Linux and Ease of Use

When I got the idea to write this article I decided to do some searching and see what other people were saying about ease of use in Linux. I found the results of my searches to be less than fruitful, see for your self:

http://www.alltheweb.com/search?q=linux+ease+of+use http://www.google.com/search?q=linux+ease+of+use

What came up were a few useful writings but nothing significant in terms of Linux ease of use. It has been said that 2003 will be the year of Linux on the desktop so why isn’t there more information out there about Linux ease of use? Hopefully, this article will explain why.

One of the keys to getting Linux to break out in the desktop operating system market is going to be ease of use. If something is a burden to use people won’t use it. But, Linux wasn’t originally created with ease of use in mind. In fact, Linus Torvalds created Linux as a replacement for minix because he seemed frustrated with using minix while a student at the University of Helsinki. Back in 1991 when Linus started building the first versions of the Linux kernel, ease of use for the random computer user wasn’t in mind. Why, because random computer users were virtually non-existent. Either you knew PCs well or you were learning more about them everyday. It was originally considered a hacker’s operating system (back when hackers were hacking code for good and not widely considered evil beings). As a matter of fact creating a GUI for Linux probably wasn’t even in Linus’s mind when he first started coding Linux. A friendly GUI for everything seems to be the most acceptable implementation of ease of use. So eventually window managers were created to work in Linux and desktop environments for Linux took off. The Linux community is at the point where the afterthought of ease of use is becoming a big issue because the dominance of Linux in the server room is obvious but the dominance of Linux on your desktop is non-existent the only way for that to change will be to improve ease of use in Linux.

One of the many reasons I’m moving to Linux is because I’m tired of the cookie cutter ease of use environment Microsoft has created. Like the great Albert Einstein said in 1977, “Everything should be made as simple as possible, but not simpler.” The same holds true with desktop environments. Microsoft is one of the biggest promoters of Linux in a way. They keep making their GUI dumber and dumber while system administrators, computer technicians, and geeks around the world get smarter and smarter. Ease of use in Linux is typically custom created by the user, to the user’s specifications. This is a huge selling point of Linux, in my opinion. The fact that I can start with nothing and end up with exactly what I want because I put it there is one of the key reasons I like Linux.

Linux system integrators and distribution makers are making a huge push in the ease of use department. They’re smart though, you can use their cookie cutter idea of easy to use Linux or you can start at the bottom and work your way up. The other nice thing about the Linux community is that there are numerous distributions all with a different idea of ease of use. This means that there are a multitude of Linux cookie cutters while Microsoft still has one. I am by no means saying that Linux should not be made easier to use, it should be. But, people should always have the option to create their own ease of use, if they want to. The key to Linux ease of use will not be one vision of what ease of use is. That is what Microsoft wants the Linux community to do. The key will be multiple ideas of ease of use incorporated into one using the best ideas from all involved while giving users the option to use just one or any combination of those ideas, while still giving the user the ability to fully customize that ease of use environment.

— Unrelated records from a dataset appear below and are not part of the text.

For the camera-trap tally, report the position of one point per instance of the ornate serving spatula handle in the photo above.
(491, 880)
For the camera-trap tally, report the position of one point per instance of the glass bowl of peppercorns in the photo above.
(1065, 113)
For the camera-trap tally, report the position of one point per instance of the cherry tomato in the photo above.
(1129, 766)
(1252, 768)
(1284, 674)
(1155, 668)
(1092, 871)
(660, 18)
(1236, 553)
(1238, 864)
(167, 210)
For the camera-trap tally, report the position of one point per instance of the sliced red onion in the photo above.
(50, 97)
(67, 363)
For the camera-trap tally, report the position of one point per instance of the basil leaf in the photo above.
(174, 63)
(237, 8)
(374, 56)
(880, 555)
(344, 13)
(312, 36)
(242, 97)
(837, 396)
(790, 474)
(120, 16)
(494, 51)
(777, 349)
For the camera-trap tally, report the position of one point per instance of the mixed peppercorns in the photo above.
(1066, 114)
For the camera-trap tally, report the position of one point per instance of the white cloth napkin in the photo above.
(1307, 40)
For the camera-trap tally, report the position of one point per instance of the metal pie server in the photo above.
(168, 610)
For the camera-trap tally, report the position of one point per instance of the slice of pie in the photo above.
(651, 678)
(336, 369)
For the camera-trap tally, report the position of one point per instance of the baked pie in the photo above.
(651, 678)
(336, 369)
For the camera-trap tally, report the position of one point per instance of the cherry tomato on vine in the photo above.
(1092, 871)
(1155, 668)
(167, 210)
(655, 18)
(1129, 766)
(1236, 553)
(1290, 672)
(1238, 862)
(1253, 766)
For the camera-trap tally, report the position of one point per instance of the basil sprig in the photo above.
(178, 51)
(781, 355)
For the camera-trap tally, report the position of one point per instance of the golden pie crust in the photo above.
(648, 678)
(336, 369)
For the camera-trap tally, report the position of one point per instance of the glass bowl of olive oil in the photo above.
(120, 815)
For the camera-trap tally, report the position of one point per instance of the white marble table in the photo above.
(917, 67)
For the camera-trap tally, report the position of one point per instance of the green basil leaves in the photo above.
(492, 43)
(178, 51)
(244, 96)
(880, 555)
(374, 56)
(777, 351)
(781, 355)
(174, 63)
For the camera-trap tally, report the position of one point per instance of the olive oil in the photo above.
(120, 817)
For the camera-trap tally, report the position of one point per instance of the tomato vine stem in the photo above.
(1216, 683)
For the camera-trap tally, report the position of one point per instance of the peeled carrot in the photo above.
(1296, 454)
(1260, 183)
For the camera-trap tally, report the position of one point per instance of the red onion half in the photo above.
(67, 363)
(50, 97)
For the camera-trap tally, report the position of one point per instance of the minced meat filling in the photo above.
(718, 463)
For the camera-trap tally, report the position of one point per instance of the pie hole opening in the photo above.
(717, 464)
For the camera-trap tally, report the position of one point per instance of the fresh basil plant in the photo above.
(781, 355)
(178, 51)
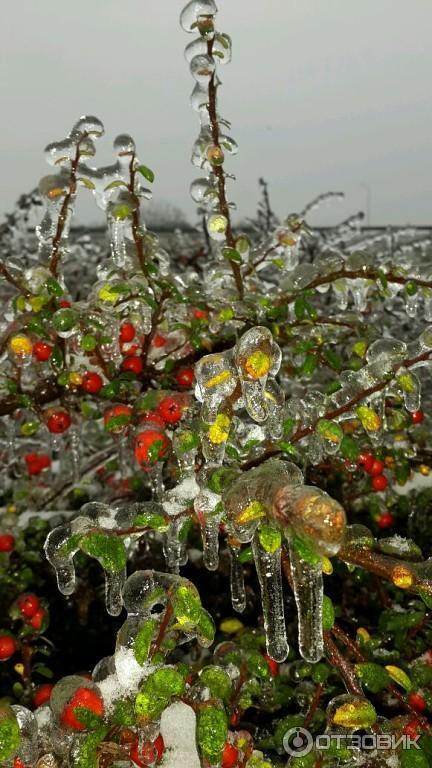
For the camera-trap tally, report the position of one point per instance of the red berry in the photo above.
(417, 702)
(152, 418)
(158, 340)
(132, 365)
(130, 350)
(379, 483)
(366, 461)
(417, 417)
(151, 445)
(272, 665)
(83, 698)
(385, 521)
(42, 351)
(36, 462)
(185, 377)
(170, 410)
(200, 314)
(58, 421)
(377, 468)
(8, 647)
(42, 694)
(7, 542)
(127, 333)
(37, 619)
(230, 756)
(29, 605)
(117, 418)
(91, 382)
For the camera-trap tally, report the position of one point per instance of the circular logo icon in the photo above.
(298, 742)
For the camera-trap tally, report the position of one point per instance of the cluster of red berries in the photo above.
(130, 348)
(36, 462)
(375, 468)
(31, 610)
(57, 420)
(42, 351)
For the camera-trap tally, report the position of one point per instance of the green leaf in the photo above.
(147, 173)
(109, 550)
(231, 254)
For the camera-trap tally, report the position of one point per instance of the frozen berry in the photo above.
(127, 333)
(185, 377)
(8, 647)
(365, 460)
(153, 418)
(130, 350)
(37, 619)
(42, 694)
(151, 445)
(7, 542)
(379, 483)
(170, 410)
(272, 665)
(417, 417)
(28, 605)
(385, 520)
(158, 340)
(200, 314)
(117, 418)
(132, 365)
(36, 462)
(83, 698)
(230, 756)
(377, 468)
(42, 351)
(417, 702)
(58, 421)
(91, 382)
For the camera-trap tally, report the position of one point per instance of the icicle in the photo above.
(308, 592)
(238, 593)
(114, 583)
(60, 559)
(210, 539)
(75, 454)
(174, 548)
(268, 566)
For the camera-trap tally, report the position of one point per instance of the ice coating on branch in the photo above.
(94, 532)
(268, 566)
(237, 585)
(242, 372)
(145, 593)
(263, 505)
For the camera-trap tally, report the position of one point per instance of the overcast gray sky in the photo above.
(322, 94)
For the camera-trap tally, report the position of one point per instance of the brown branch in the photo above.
(55, 253)
(220, 174)
(369, 273)
(13, 280)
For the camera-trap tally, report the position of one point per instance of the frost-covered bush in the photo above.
(262, 397)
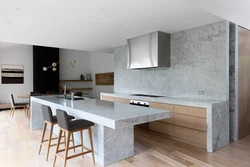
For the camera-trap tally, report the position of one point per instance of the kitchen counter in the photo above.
(113, 133)
(170, 100)
(217, 116)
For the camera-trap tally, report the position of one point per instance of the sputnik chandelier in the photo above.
(54, 65)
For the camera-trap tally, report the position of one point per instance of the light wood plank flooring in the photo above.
(19, 148)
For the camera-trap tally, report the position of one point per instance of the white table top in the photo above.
(113, 115)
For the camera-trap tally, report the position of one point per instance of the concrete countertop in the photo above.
(109, 114)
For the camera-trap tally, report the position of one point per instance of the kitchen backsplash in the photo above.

Implementation of ease of use often times sacrifices security. So many Windows users have easy to use, insecure environments. Linux is security oriented and Linux users enjoy that inherent security. The Linux community should not even think of sacrificing the security of Linux operating systems to make them easier to use. This has been done already in Windows and Windows users and system administrators around the world feel the pain of that ease of use implementation more and more everyday. The biggest hurdle in making Linux easy to use will be to make it easy to use and secure at the same time.

Linux wasn’t designed to be easy to use. But, the beauty of Linux is that it can be made easier to use. The Linux community will make things as simple as possible, but Linux shouldn’t be made simpler.